41.2 is considered inadequate for a number of reasons, the most pressing being that it does not reflect the reality of women’s lives when more than half of those with children are in employment. The Convention voted to amend article 41.2.1 by a margin of 88 per cent to 12 per cent (the latter favouring deletion). A massive 98 per cent called for a gender-neutral amendment that would cover all carers in the home and, in a further vote, 62 per cent considered ‘carers beyond the home should be included.’
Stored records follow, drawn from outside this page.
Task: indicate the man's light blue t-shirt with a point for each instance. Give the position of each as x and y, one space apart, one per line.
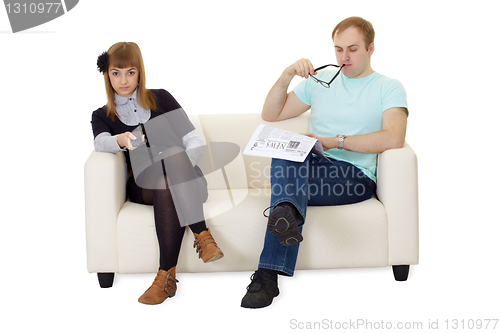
350 107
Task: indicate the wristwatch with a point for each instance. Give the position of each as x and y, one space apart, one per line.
341 141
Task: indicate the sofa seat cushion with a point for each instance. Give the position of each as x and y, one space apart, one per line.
334 237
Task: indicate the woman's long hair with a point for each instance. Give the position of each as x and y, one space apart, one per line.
126 55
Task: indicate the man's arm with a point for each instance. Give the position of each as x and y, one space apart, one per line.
279 104
391 136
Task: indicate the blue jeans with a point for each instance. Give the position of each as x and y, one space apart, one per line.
313 182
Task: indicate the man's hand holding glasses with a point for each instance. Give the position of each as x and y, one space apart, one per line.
304 68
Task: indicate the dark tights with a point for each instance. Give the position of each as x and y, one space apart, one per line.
168 227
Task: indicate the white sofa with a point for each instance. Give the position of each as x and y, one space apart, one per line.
382 231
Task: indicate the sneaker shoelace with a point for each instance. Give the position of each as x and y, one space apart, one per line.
262 279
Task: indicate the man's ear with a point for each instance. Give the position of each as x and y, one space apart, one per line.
371 48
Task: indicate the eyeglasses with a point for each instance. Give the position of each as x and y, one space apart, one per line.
324 83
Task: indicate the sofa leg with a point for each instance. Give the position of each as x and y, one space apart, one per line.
106 279
401 272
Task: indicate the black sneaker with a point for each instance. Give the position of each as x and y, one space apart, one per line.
282 223
261 291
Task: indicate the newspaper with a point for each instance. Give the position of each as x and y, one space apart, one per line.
268 141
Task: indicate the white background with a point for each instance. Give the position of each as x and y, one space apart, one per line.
223 57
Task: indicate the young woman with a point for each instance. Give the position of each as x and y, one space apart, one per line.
175 178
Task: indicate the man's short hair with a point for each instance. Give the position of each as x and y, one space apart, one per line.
363 26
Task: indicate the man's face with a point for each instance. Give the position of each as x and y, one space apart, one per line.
350 51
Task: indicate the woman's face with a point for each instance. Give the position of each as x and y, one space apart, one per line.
124 80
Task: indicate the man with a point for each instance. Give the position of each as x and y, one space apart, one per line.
358 115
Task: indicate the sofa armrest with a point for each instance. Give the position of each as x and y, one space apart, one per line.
105 193
397 189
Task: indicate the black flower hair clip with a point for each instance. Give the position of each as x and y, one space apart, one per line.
103 62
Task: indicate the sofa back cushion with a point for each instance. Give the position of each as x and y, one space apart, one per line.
232 132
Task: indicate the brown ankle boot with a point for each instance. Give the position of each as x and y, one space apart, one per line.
206 247
163 287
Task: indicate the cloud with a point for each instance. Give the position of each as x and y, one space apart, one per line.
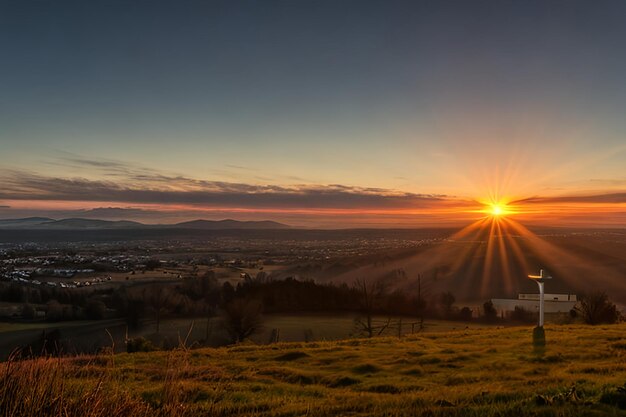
147 188
610 198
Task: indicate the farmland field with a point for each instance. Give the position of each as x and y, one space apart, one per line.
470 372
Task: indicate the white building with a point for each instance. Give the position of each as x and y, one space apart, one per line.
553 303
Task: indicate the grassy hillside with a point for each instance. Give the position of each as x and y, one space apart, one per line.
478 372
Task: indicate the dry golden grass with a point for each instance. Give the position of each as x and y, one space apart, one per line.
478 372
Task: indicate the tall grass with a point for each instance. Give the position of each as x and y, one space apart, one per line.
487 372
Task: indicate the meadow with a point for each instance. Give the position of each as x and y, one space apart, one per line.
470 372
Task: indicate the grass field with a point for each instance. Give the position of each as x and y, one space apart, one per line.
472 372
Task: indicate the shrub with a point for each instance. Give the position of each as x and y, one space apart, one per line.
596 308
140 344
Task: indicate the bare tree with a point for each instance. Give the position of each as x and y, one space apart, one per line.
370 296
241 319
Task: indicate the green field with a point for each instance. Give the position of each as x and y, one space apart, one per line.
474 372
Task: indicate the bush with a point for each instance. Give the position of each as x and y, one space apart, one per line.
489 311
522 315
95 310
596 308
140 344
241 319
28 311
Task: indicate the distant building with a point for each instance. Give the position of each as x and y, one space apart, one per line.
554 303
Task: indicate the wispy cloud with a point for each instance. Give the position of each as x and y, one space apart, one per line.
609 198
162 189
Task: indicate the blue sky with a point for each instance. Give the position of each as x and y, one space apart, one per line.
455 98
The importance of care work
Depending on how it were worded (and there’s the rub) such an amendment might be an important step towards recognising not only the central importance to society of all care work but also the need for caring to be seen as men’s as well as women’s responsibility. As the National Women’s Council of Ireland (NWCI) pointed out in its submission to the Convention, women do still take on (and sometimes have thrust upon them) primary responsibility for care work, both in the home and in the wider community’. Some 61 per cent of carers are female, they undertake two thirds of all care hours, while 86 per cent of childcare carried is out by women. Recognising the importance of men’s contributions and creating the expectation that they will share caring obligations would be a step forward.
A vote on the levels of obligation article 41.2.2 should place on the state to support carers in the home was divided on the fine detail – but 30 per cent suggested that the State ‘shall support’ them, 35 per cent felt it should ‘provide a reasonable level of support’, and 20 per cent that it should ‘endeavour to support’ them. Against a background of cuts that hit carers particularly hard, it seems unlikely that that vote will carry any weight in the real world.
Women in politics
The Convention also examined whether the Constitution should ‘place a duty on the State to take positive action to enhance women’s participation in politics’. The vote was 49 per cent for and 50 per cent against – so close that, when taken with the evidence of women’s under-representation, it surely behoves the State to introduce the protections necessary to ensure Ireland is a democracy. It cannot call itself one when the interests of more than half the citizens are not represented.
One strange point on a statement by Convention Chair Tom Arnold, dated 13 February, was that ‘according to available research, women are hugely under-represented in public life’, as if something new might pop up to say they are not. Women make up 51 per cent of the population but only 17 per cent of councillors are women (and quota legislation will not apply to local elections), only 15 per cent of TDs are women.
The first essential step identified by the NWCI may be achieved – ‘removing the women in the home clause’, with its implication that woman’s place is in the private sphere. They also called for recognition of active citizenship in community and local organisations, and for citizens to be enabled to initiate referendums – as was the case under the 1922 Constitution.
The elephant in the room
Whether we are talking about the roles of women or gender equality, the giant elephant in the room is the unaddressed 8th amendment, the one that has been used to define women’s rights as equal to those of a fertilised egg, an embryo or a foetus. It is the one that nullifies women’s rights to health and well-being. Alan Shatter admitted during the debate on Clare Daly’s X case legislation that: ‘the right of pregnant women to have their health protected is, under our constitutional framework, a qualified right … This is a republic in which we proclaim the equality of all our citizens but the reality is that some citizens are more equal than others.’
There is tight State control of the issues the Convention will address. It is possible for it (rather than for us as citizens) to bring further issues to its final meeting at the end of November. If it is genuinely to address issues like women’s roles and equality, article 40.3.3 must also be on the agenda.
Sandra McAvoy teaches on and co-ordinates University College Cork’s MA in Women’s Studies Course.